石毛事件続報、その他

bat99さんが紹介しておられた『法廷の星条旗』、購入しました。まだ石毛事件のところを中心にぱらぱらとつまみ食いしただけですが、歴史学者ではなく法律家によるこのような試みは大変貴重だと思いますから、いずれ通読して改めてとりあげたいと思います。「お灸」と「ゴボウ」に関する記述についてはbat99さんが報告しておられる通り。著者たちは、軍事委員会もお灸に治療効果がある(と日本では信じられている)ことは十分理解したと結論づけています。弁護側からかなり丁寧な立証がなされ、検察側もそれをふまえた反論をしているようです。また今日でいうインフォームド・コンセントの観点からの配慮が足らなかった可能性があります(いうまでもなく、医療行為は基本的に侵襲的なものであって、患者の意に反しておこなわれないよう配慮しなければならない)。


購入時に内海愛子、『日本軍の捕虜政策』(青木書店)を少し立ち読みしました。いや、前から欲しいと思っている本ではあるのですが、さすがにこの値段とサイズだと気軽には買えませんので…まぁ、いつはか。記憶に残ったのは食料不足解消のため農民出身の捕虜に耕作をさせたという記述で、その品目の中にゴボウが含まれていました。そのようなケースなら、ゴボウが木の根と誤認されることは考えにくいでしょう。また、9月3日のエントリへのコメント欄でルキさんからこういう情報もいただいています。

このゴボウの話に別の点からの疑問点があります。
そもそも根菜を食べる以前に
「西洋にもゴボウに非常に似た野菜がある」
ということです。
英語でサルシフィやオイスタープラント(西洋ゴボウ)といいますが
形状はゴボウその物で同じ菊科に属しています。
サルシフィの方が味は穏やかで触感は柔らかいですが。

実際、写真を見ると「西洋ゴボウ」という和名も頷けます。こうした事情も「ゴボウで有罪」の逸話を考えるうえで考慮に入れておく必要がありそうです。

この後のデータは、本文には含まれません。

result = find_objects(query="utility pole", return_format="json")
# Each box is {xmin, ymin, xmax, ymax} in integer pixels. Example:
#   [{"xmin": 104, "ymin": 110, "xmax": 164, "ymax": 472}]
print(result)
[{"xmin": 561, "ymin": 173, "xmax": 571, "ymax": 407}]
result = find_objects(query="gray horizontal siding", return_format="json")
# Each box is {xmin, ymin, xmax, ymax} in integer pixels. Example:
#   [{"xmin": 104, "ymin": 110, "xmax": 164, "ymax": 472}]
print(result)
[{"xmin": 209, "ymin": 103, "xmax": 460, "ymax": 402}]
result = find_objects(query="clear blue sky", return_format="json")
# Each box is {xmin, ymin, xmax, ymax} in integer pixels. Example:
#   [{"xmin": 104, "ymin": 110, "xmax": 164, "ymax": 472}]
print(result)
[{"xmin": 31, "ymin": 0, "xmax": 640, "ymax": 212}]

他方、収容所の食料事情の悪さが「虐待」として受けとめられていたことは間違いなく、「石毛事件」の場合も死亡した捕虜は脚気を患っていたわけですが、その背景には栄養不良があるわけです。便所の不備も評判が悪かったようで、ある意味で当時の日本の貧しさそのものが「虐待」の種であったと言えそうです(ただし、当時の日本にも、あるところには豊富に物資があった、ということに留意する必要がありますが)。捕虜に対する殴打も、日本軍ではビンタが当たり前であったという人権感覚の希薄さ(ないし身体への尊厳に対する感覚の違い)が背景にあったと言えるでしょう。内海氏によれば、戦犯収容所で将校が兵士を当たり前のように殴るのを目撃し非常に衝撃を受けた、という占領軍兵士の証言を引用しています。「ビンタくらいが何だ」という感覚を当時の日本人がもっていたとしたら、「捕虜の虐待」という意識を戦犯本人も、また周囲の人間もなかなかもてなかったということになるのでしょう。


EzoWolf さんからは、占領軍にいた日系米兵は戦犯裁判にどう関わったのだろうか? という疑問を提起していただきました。その時は「通訳としてかかわった事実はある」としかお返事できなかったのですが、『日本軍の捕虜政策』でも証言が利用されている大須賀・M・ウィリアムという日系二世(当時軍曹)が、通訳官として横浜軍事法廷での公判に立ち会った体験を記した、『ある日系二世がみたBC級戦犯の裁判』(草思社)も入手しました。『法廷の星条旗』共々、読了したらご紹介させていただくつもりです。